Church in Innlandet, Norway

Kolbu Church (Kolbu kirke) is a parish church of the Church of Norway in Østre Toten Municipality in Innlandet county, Norway. It is located in the village of Kolbu. It is the church for the Kolbu parish which is part of the Toten prosti (deanery) in the Diocese of Hamar. The white, wooden church was built in a cruciform design in 1730 using plans drawn up by an unknown architect. The church seats about 400 people.

==History==
The earliest existing historical records of the church date back to the year 1381, but the church was not built that year. The first church in this area was a wooden stave church that was likely built in the 13th century.

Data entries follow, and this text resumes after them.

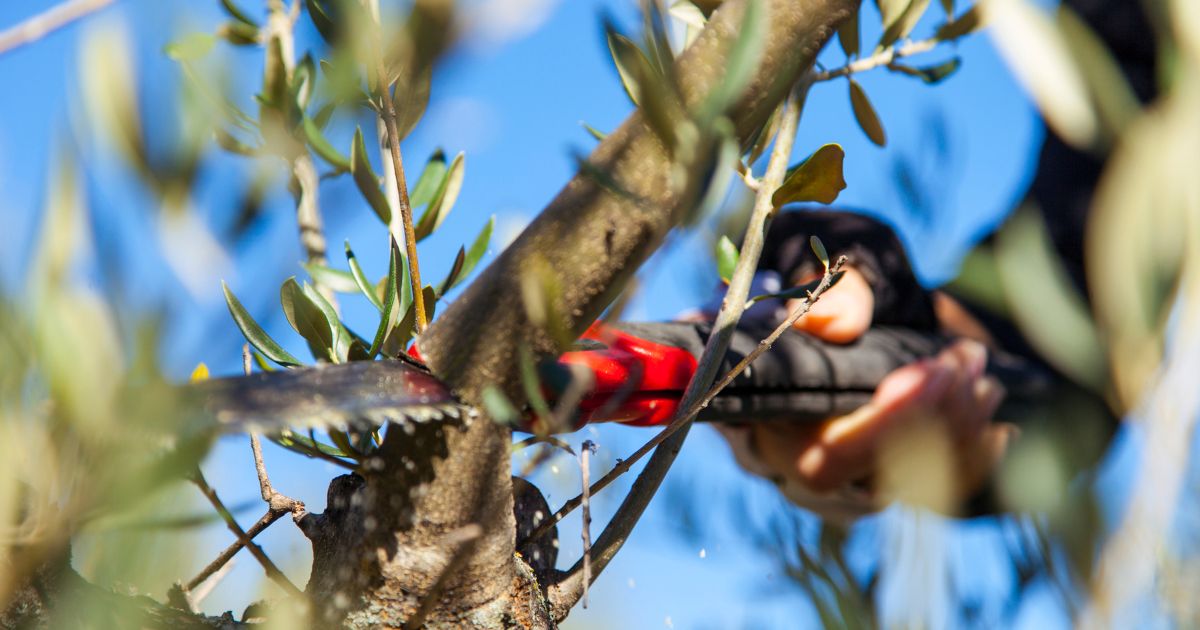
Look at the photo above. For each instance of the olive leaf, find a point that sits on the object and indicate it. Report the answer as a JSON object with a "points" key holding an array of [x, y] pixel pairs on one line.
{"points": [[255, 333], [366, 179], [865, 114], [817, 179], [726, 258], [443, 202]]}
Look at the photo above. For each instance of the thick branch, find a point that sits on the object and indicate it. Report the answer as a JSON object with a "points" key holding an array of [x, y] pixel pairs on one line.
{"points": [[564, 595], [47, 22], [594, 240]]}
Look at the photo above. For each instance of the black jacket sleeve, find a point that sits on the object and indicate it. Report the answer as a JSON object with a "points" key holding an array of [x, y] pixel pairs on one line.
{"points": [[870, 246]]}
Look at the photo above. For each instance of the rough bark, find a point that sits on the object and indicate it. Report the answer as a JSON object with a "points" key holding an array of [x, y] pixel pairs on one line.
{"points": [[395, 534]]}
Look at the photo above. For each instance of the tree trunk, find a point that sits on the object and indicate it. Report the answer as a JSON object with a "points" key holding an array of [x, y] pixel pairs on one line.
{"points": [[387, 540]]}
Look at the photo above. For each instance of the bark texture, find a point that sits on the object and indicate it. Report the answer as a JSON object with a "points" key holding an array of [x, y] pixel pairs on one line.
{"points": [[432, 515]]}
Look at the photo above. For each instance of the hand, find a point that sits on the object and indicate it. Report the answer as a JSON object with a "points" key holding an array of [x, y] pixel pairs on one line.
{"points": [[948, 395]]}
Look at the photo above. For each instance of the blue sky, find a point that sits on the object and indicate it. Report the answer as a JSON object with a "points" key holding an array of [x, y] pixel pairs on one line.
{"points": [[513, 97]]}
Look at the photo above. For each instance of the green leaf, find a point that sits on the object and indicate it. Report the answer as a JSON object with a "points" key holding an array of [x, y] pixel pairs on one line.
{"points": [[238, 34], [478, 249], [849, 35], [726, 258], [235, 12], [343, 340], [190, 47], [819, 249], [411, 97], [796, 293], [929, 75], [360, 279], [255, 334], [904, 24], [443, 202], [334, 279], [453, 276], [321, 18], [498, 407], [309, 321], [865, 114], [366, 180], [231, 143], [322, 147], [624, 54], [595, 133], [431, 179], [306, 445], [387, 319], [817, 179], [969, 22]]}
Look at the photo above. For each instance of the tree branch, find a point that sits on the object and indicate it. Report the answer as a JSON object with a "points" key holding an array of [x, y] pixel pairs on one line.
{"points": [[564, 594], [48, 22], [879, 59]]}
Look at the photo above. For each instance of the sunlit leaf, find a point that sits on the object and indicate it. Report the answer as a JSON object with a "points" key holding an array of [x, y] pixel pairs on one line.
{"points": [[726, 258], [366, 179], [431, 179], [969, 22], [819, 249], [190, 47], [478, 249], [624, 54], [360, 279], [235, 12], [742, 59], [307, 318], [231, 143], [594, 132], [322, 147], [453, 276], [238, 34], [388, 317], [817, 179], [335, 279], [443, 202], [929, 75], [904, 23], [255, 334], [865, 114]]}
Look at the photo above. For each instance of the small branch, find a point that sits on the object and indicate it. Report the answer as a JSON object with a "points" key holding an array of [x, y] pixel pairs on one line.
{"points": [[879, 59], [463, 541], [588, 448], [47, 22], [245, 539], [280, 24], [564, 594], [388, 113]]}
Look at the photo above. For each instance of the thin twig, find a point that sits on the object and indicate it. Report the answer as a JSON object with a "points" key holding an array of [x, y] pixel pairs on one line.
{"points": [[879, 59], [275, 501], [245, 539], [667, 443], [47, 22], [388, 112], [281, 24], [587, 449], [463, 541]]}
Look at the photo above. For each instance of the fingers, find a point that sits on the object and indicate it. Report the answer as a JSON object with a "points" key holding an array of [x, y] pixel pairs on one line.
{"points": [[948, 395], [843, 313]]}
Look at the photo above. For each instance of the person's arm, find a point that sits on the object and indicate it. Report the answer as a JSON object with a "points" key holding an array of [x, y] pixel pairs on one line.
{"points": [[833, 468]]}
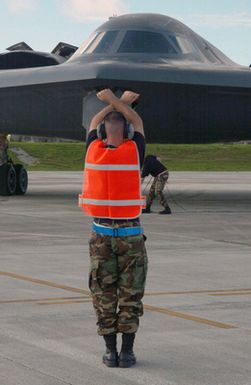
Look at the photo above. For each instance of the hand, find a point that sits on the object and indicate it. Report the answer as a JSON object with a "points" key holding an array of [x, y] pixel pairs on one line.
{"points": [[105, 95], [129, 97]]}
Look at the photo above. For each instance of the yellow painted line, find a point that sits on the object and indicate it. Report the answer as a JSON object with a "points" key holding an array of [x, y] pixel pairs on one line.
{"points": [[235, 293], [147, 307], [63, 302], [43, 282], [195, 292], [189, 317], [6, 301]]}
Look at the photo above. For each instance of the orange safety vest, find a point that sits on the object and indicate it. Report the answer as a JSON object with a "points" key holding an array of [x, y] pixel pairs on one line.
{"points": [[111, 187]]}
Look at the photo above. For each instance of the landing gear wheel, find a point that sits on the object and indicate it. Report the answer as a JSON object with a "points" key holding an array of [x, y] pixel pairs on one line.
{"points": [[8, 179], [22, 179]]}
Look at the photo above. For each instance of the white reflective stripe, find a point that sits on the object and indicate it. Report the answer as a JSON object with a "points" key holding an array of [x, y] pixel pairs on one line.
{"points": [[112, 167], [110, 202]]}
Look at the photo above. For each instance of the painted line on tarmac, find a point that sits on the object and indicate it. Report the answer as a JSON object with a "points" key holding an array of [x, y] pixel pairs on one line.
{"points": [[232, 293], [214, 292], [8, 301], [67, 302], [189, 317], [43, 282], [147, 307]]}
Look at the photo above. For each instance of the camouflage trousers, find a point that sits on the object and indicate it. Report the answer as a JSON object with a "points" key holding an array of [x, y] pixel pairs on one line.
{"points": [[156, 190], [118, 268]]}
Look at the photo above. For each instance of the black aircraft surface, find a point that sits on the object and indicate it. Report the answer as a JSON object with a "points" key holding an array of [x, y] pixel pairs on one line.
{"points": [[190, 91]]}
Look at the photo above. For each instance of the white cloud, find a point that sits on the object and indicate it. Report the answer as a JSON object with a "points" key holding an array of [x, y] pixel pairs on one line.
{"points": [[91, 10], [241, 19], [21, 5]]}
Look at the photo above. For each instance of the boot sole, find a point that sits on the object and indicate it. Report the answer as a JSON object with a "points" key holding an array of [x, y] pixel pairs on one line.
{"points": [[126, 364], [112, 364]]}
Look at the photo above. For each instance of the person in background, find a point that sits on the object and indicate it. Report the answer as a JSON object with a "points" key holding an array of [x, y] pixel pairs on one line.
{"points": [[4, 143], [153, 166]]}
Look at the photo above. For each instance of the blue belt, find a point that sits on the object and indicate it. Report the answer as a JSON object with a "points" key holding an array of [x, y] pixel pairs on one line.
{"points": [[118, 231]]}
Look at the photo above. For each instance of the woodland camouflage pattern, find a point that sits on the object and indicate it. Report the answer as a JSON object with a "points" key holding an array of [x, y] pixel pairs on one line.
{"points": [[117, 277]]}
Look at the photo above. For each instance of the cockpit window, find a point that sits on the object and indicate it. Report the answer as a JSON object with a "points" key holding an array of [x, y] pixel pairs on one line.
{"points": [[182, 44], [102, 42], [145, 42]]}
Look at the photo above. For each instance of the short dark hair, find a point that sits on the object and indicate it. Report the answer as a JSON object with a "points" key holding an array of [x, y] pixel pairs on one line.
{"points": [[116, 115]]}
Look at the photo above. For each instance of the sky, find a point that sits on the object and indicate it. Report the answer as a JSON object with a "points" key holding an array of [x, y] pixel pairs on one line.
{"points": [[43, 23]]}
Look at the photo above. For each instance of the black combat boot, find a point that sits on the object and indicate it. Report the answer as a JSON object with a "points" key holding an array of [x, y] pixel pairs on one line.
{"points": [[147, 210], [126, 356], [167, 210], [110, 358]]}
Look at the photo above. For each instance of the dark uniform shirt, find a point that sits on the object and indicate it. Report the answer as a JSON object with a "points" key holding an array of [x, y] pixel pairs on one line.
{"points": [[152, 166], [139, 139]]}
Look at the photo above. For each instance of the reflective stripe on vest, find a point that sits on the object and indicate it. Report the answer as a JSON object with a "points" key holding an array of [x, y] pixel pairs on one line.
{"points": [[112, 167], [111, 187], [109, 202]]}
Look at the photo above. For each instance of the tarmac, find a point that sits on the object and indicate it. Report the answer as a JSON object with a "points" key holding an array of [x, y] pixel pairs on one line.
{"points": [[196, 329]]}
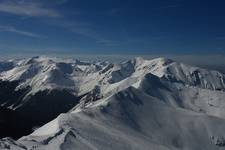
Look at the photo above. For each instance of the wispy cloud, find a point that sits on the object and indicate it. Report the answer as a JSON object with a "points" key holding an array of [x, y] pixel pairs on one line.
{"points": [[31, 9], [20, 32]]}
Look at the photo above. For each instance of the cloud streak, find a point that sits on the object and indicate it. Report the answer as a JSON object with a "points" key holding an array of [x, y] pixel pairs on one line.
{"points": [[20, 32], [31, 9]]}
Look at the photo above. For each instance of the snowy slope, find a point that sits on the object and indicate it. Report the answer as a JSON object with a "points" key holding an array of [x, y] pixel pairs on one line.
{"points": [[129, 120], [138, 104]]}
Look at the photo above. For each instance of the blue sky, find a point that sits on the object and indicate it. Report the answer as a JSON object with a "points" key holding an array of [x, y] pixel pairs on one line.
{"points": [[112, 26]]}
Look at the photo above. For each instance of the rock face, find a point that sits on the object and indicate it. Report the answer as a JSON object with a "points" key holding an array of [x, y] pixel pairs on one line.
{"points": [[139, 104]]}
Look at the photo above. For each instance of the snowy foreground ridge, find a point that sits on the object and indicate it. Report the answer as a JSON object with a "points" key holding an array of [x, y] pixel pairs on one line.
{"points": [[139, 104]]}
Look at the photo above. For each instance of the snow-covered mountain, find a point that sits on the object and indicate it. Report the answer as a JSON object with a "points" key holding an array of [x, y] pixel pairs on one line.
{"points": [[137, 104]]}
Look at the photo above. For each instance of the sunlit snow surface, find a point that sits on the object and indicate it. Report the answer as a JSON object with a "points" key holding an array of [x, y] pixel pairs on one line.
{"points": [[142, 104]]}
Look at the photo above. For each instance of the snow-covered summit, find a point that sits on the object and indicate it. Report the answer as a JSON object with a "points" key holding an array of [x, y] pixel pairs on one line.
{"points": [[41, 73]]}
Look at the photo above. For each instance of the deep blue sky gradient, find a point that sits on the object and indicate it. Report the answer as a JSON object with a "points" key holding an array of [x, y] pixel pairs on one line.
{"points": [[112, 26]]}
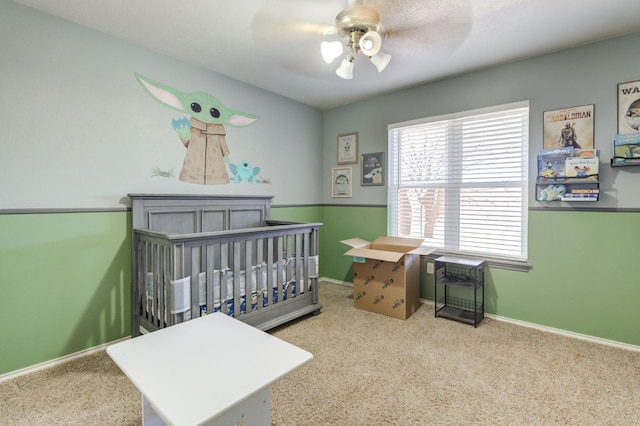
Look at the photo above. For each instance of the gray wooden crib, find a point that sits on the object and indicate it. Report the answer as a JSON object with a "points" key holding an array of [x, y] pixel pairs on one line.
{"points": [[196, 254]]}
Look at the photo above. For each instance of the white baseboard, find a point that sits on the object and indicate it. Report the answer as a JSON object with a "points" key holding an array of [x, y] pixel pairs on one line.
{"points": [[559, 331], [593, 339], [47, 364]]}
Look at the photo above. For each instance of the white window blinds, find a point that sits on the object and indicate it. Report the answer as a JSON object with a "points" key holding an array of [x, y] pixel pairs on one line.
{"points": [[460, 181]]}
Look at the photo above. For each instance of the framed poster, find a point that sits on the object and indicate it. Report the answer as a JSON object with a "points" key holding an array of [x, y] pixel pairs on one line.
{"points": [[569, 127], [629, 107], [372, 169], [341, 182], [348, 148]]}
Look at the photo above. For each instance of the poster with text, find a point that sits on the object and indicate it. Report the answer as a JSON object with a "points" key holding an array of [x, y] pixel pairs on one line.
{"points": [[569, 127]]}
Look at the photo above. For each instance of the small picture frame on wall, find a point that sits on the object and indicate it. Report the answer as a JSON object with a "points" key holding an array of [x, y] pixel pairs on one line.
{"points": [[341, 182], [372, 169], [629, 107], [569, 127], [348, 148]]}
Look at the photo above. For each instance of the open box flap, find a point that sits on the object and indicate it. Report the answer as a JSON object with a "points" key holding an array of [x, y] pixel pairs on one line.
{"points": [[356, 243], [387, 256], [399, 241], [423, 251]]}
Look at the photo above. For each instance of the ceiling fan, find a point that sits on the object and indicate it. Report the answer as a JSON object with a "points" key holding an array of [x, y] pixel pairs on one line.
{"points": [[300, 36], [361, 27]]}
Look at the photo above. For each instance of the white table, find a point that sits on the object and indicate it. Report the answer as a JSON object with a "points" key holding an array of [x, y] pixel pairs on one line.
{"points": [[212, 370]]}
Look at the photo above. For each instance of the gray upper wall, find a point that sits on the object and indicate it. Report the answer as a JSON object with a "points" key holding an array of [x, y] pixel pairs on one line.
{"points": [[580, 76], [78, 131]]}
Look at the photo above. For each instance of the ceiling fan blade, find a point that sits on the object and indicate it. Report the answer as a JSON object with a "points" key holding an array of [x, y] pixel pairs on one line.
{"points": [[290, 32]]}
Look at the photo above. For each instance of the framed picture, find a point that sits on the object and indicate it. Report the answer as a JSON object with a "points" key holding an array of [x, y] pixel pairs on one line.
{"points": [[348, 148], [372, 169], [569, 127], [629, 107], [341, 182]]}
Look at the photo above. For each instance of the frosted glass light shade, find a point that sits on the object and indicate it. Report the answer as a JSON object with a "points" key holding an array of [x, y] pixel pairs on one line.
{"points": [[330, 50], [345, 70], [370, 43], [380, 60]]}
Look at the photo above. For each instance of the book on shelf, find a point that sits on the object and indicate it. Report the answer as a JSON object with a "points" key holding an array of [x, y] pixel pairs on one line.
{"points": [[574, 195], [581, 167], [627, 139], [584, 191], [623, 161], [566, 151], [551, 166], [579, 198], [585, 153]]}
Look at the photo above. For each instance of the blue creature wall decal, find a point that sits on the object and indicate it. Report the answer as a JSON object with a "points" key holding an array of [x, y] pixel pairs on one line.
{"points": [[203, 134], [244, 172]]}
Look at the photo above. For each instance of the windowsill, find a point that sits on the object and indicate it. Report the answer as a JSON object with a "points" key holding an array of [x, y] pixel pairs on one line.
{"points": [[511, 265]]}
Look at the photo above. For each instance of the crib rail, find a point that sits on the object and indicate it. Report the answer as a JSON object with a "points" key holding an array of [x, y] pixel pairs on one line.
{"points": [[264, 276]]}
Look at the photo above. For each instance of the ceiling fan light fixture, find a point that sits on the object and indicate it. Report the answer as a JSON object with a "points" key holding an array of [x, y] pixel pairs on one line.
{"points": [[331, 50], [370, 43], [380, 60], [345, 70]]}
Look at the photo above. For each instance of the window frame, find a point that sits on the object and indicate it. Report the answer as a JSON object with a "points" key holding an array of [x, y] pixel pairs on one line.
{"points": [[519, 263]]}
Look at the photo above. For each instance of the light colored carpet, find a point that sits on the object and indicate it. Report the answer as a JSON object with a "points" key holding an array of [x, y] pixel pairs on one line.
{"points": [[369, 369]]}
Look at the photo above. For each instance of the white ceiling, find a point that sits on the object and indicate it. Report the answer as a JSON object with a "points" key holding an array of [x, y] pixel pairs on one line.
{"points": [[274, 44]]}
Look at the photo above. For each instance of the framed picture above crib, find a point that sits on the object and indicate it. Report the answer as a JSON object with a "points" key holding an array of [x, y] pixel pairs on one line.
{"points": [[348, 148], [341, 182], [372, 169]]}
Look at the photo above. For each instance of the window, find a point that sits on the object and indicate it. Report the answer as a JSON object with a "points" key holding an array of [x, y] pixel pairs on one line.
{"points": [[460, 182]]}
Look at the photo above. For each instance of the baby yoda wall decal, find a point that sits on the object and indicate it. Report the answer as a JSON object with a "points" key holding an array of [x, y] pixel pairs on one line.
{"points": [[204, 134]]}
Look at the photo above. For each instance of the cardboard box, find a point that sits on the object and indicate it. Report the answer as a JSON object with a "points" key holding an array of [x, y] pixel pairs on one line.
{"points": [[387, 274]]}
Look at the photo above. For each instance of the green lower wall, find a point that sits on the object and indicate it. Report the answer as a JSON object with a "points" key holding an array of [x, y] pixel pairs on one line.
{"points": [[66, 277], [584, 275], [66, 281]]}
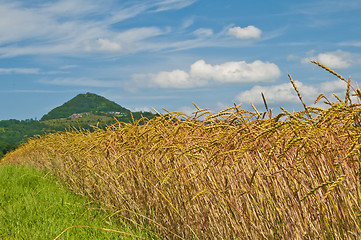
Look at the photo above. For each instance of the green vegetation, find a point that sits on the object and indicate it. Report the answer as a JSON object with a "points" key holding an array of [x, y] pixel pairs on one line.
{"points": [[236, 175], [33, 205], [85, 103], [93, 110]]}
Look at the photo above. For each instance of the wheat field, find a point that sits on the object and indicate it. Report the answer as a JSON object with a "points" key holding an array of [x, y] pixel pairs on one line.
{"points": [[235, 174]]}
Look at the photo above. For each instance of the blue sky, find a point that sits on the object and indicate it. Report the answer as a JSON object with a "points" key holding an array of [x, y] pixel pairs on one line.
{"points": [[169, 53]]}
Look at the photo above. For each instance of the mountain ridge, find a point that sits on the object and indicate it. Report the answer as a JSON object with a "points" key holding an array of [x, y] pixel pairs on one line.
{"points": [[85, 103]]}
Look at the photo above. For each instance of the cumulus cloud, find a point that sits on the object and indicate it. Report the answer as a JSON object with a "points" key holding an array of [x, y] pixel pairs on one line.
{"points": [[203, 32], [245, 33], [285, 94], [337, 59], [202, 74]]}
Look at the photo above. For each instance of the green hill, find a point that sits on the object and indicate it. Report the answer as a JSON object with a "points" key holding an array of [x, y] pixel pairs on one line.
{"points": [[86, 103]]}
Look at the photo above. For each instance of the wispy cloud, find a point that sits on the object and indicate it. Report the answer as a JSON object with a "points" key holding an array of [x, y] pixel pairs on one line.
{"points": [[82, 81], [19, 70], [75, 26], [250, 32]]}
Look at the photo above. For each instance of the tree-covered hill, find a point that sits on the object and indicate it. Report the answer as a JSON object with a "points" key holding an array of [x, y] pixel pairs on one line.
{"points": [[86, 103], [81, 112]]}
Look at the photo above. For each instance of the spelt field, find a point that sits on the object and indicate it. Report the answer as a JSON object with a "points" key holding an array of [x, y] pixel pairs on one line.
{"points": [[234, 175]]}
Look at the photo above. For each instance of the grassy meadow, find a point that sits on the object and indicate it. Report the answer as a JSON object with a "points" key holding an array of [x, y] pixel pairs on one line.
{"points": [[33, 205], [234, 175]]}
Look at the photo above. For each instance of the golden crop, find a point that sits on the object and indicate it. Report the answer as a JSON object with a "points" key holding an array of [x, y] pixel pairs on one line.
{"points": [[235, 175]]}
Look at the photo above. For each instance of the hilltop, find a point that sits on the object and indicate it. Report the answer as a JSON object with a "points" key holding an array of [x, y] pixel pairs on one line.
{"points": [[81, 112], [86, 103]]}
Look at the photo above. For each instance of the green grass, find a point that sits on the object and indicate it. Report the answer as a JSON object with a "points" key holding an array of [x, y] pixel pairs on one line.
{"points": [[34, 205]]}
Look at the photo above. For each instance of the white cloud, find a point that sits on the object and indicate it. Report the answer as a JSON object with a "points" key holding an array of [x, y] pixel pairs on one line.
{"points": [[107, 45], [245, 33], [283, 94], [19, 70], [87, 82], [165, 5], [236, 72], [202, 74], [203, 32], [337, 59], [74, 26]]}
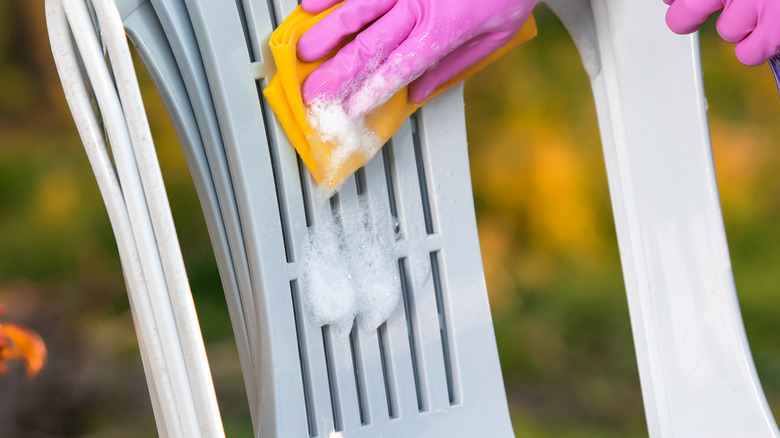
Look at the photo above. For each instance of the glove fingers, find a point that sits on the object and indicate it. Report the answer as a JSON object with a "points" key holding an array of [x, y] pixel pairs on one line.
{"points": [[402, 66], [460, 59], [685, 16], [338, 75], [338, 25], [760, 45], [736, 22], [317, 6]]}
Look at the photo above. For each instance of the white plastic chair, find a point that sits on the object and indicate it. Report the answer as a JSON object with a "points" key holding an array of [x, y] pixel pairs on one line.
{"points": [[432, 370]]}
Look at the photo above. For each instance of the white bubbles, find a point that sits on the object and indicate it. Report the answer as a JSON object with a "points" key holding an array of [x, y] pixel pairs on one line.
{"points": [[350, 269], [346, 135]]}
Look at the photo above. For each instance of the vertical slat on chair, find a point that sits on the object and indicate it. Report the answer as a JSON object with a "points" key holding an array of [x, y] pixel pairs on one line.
{"points": [[474, 366], [421, 299], [368, 370], [392, 338], [228, 66], [314, 376], [229, 248]]}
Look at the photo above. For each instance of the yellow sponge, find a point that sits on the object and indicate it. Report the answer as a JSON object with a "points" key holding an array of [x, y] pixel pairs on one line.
{"points": [[284, 96]]}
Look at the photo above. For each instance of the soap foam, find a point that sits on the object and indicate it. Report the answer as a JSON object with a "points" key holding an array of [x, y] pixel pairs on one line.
{"points": [[346, 135], [350, 269]]}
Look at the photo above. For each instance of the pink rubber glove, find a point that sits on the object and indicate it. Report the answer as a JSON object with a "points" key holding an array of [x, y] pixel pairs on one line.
{"points": [[754, 25], [419, 42], [317, 6]]}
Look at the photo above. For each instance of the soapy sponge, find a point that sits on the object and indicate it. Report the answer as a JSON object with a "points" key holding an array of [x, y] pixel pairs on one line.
{"points": [[330, 143]]}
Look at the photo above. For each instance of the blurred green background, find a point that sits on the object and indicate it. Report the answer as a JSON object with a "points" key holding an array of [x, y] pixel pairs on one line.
{"points": [[545, 223]]}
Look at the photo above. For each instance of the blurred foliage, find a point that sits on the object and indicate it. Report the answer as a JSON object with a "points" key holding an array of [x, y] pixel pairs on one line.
{"points": [[545, 224]]}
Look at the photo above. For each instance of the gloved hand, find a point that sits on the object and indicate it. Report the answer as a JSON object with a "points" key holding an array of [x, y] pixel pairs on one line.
{"points": [[419, 42], [317, 6], [754, 25]]}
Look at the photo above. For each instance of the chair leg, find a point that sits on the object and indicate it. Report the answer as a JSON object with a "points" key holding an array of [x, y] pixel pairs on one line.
{"points": [[696, 370]]}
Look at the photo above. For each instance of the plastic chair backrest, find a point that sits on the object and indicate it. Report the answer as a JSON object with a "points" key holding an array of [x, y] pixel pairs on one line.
{"points": [[695, 366], [433, 367]]}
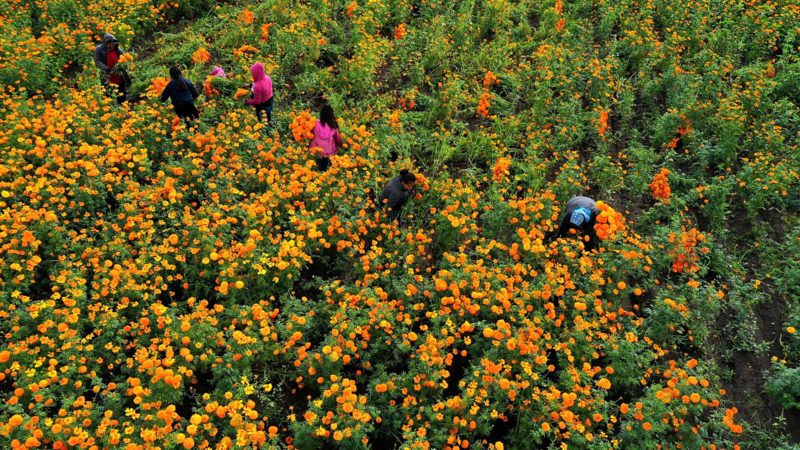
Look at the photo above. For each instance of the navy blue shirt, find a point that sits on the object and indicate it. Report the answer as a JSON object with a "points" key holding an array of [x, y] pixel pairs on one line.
{"points": [[179, 97]]}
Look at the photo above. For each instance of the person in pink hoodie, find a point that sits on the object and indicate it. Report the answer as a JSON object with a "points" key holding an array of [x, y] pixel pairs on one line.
{"points": [[262, 91], [326, 137]]}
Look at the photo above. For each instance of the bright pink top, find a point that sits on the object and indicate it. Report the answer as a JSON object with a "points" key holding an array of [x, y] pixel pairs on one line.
{"points": [[262, 85], [326, 138]]}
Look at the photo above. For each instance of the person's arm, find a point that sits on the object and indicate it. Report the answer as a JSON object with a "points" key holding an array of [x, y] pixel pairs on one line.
{"points": [[98, 60]]}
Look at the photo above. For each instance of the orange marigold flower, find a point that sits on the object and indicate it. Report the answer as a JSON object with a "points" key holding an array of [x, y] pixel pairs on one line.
{"points": [[609, 222], [303, 126]]}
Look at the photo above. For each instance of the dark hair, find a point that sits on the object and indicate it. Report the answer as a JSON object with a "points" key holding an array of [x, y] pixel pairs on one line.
{"points": [[407, 177], [175, 74], [327, 117]]}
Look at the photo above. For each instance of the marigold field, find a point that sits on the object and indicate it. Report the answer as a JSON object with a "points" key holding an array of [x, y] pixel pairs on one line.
{"points": [[174, 287]]}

This church was built at Dyste, about 5 km to the south of the present church site. Not many details are known about this church, but it was a small long church with no tower. It was in use until around the Reformation when it was closed. After this, the building fell into disrepair. It is said to have stood as a ruin for centuries until 1784 when it finally was torn down.

Around the year 1300, a new church was built at Molstad, about 5 km north of the old Dyste church. This new church was located on a plot of land about 380 m west of the present Kolbu Church. This building was a small long church and it was an annex chapel to the nearby Hoff Church. Both the Dyste Church and the Molstad Church were used at the same time for about 200 years. In the early 1500s, the Dyste Church was closed and consolidated with the nearby Molstad Church. At the Norwegian church auction, Molstad Church was bought by Bishop Bartholomæus Deichman, who asked for four years to carry out necessary repairs. At a meeting in 1726, it was determined that the church was difficult to repair and that it was too small. Planning for a new church building began around that time.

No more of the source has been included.